FELIX Editor, Kathy High
Standby Executive Director, Maria Venuto
Publisher, Kathy High/ The Standby Program, Inc.

Web Designer, Christa Erickson

Print Designers:
Diane Bertolo (Vol. 1, and Vol. 2, No. 1)
Diane Bonder (Vol. 2, No. 2 and Vol. 2, No. 3)


Funding for FELIX was provided in part from The New York State Council on the Arts, and in the past has been funded by The National Endowment for the Arts, The John D. and Catherine T. MacArthur Foundation, the Andy Warhol Foundation for the Visual Arts, Fideicomiso, PAC and by generous donations from our subscribers. Web space was donated by EMEDIA Arts at SUNY, Stony Brook and the Art and Theatre Arts Depts.


FELIX (print) is published by The Standby Program, Inc., 135 W 26th Street 12th Floor New York, NY 10001-6833, USA. Office phone for ordering information: Tel: (212) 206-7858 Fax: (212) 206-7884.

FELIX (print) is distributed by: Autonomedia, publishers of Semiotext(e), 55 South 11th Street, Brooklyn, NY 11211 USA.


FELIX, A Journal of Media Arts and Communication, founded in 1991, is a journal which fills a void in the media arts field, encouraging discourse and exchange from within the electronic arts community, analyzing current politics, funding situations and questions of aesthetics. FELIX responds to current issues and presents an open forum for artists and independent makers to converse and redefine their work. FELIX is a journal for video producers, the only U.S. journal directing itself specifically to the media arts community.

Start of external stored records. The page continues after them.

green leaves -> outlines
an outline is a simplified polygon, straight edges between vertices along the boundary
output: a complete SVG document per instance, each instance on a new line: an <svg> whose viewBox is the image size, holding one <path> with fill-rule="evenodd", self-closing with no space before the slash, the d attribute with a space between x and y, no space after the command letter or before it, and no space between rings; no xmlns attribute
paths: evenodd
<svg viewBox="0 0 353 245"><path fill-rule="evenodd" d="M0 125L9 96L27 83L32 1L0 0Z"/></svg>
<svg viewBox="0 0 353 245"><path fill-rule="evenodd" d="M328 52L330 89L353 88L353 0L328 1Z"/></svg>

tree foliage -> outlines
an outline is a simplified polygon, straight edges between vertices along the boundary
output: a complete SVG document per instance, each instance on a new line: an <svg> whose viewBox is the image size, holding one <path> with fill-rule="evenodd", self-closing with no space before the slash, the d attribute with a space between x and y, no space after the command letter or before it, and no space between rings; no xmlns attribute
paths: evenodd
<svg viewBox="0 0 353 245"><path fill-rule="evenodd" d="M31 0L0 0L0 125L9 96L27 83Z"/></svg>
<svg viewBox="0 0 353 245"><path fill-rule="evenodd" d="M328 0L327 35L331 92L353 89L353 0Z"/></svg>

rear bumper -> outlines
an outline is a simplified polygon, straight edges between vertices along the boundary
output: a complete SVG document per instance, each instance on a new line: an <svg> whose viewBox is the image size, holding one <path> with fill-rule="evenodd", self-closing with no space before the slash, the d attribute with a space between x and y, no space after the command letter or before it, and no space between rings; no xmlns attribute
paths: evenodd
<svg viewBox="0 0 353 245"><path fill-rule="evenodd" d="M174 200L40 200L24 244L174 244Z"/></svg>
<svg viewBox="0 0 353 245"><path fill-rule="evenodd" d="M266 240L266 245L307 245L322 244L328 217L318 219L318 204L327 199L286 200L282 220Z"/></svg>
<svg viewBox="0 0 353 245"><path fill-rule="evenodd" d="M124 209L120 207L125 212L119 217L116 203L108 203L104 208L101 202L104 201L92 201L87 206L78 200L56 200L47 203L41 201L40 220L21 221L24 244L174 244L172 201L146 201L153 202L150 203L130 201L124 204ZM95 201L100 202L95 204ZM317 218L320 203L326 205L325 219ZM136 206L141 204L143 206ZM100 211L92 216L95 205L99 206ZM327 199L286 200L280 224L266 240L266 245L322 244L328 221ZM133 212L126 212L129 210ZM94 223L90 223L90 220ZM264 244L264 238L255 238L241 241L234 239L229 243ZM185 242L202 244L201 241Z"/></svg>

The Standby Program along with media artist Kathy High (Editor) have created and published to date SIX issues of FELIX. (FELIX is published irregularly.) Each issue has been developed around a theme. FELIX 's Vol. 1, No. 1: Censoring the Media, examining issues of censorship and its impact on the media community; Vol. 1, No. 2: Shot/Reverse Shot/A Cross-Circuit Videologue, co-edited with Shu Lea Cheang, was a series of written dialogues among video makers around questions of identity in relation to ethnicity and gender; and Vol. 1, No. 3: PostLiterate, guest edited by Marshall Reese, examines the development of new technologies and their impact on our relationship to the written word). In 1995 The Standby Program and Kathy High published a double issue of FELIX, Vol. 2, No. 1: Landscape(s) edited with Liss Platt and dedicated to exploring issues of landscape and place, boundaries and territories, sites and mapping. In 2000, FELIX 's Vol. 2, #2: Voyeurism, co-edited with Maria Venuto, Lisa Steele+Kim Tomczak, and Nayan Shah, looks at our obsession with looking -- the pleasures and risks. Just released in May 2003, FELIX 's Vol. 2, #3: RISK/RIESGO is the first bilingual issue which provides a resource to both Mexican and U.S. artists for discussion of works and working strategies. Questions posed include: What makes work/life/art risky business? What is the gamble? Where is the dare, the hazard, the danger?

This publication holds a very specific and unique spot in the media arts community as there is no other journal critically addressing the state of media art and independent video as viewed by artists themselves. The combination of artist pages, producer-written articles (often presented in the form of a conversation between makers), the diversity of artists and controversial issues represented have made this journal a collectible (MoMA, NYC, has recently bought a collection for their permanent library). University professors are using FELIX in their classes, saying that it is the only publication available addressing current issues for media makers (used in universities such as Princeton, Brown, NYU, Chicago Art Institute, UCSD and others). The journal helps to promote artists' careers and give more exposure to producers to a wider arena of readers. FELIX furthers the development of alternative mediamaking while educating an old and new audience to the potentials of the media arts.

FELIX has been eagerly received by people in the media arts community and outside of it. It was nominated as one of the best new titles in the Fourth Utne Reader Alternative Press Awards. Magazines such as Factsheet Five, Utne Reader, Mediamatic and Variant have reviewed it favorably. FELIX is distributed nationwide and abroad by Autonomedia, which also distributes the prestigious Semiotext(e) among other publications, and also by D.A.P. FELIX is 7"x 10" in size, with a page count of around 300, perfect bound, has a two color cover and a print run of 2500. With a unique style, striking graphic design (thanks to designers Diane Bertolo and Diane Bonder), and lots of visuals (each issue has at least 100 b&w photo reproductions), FELIX has become the "book art" of the media arts community.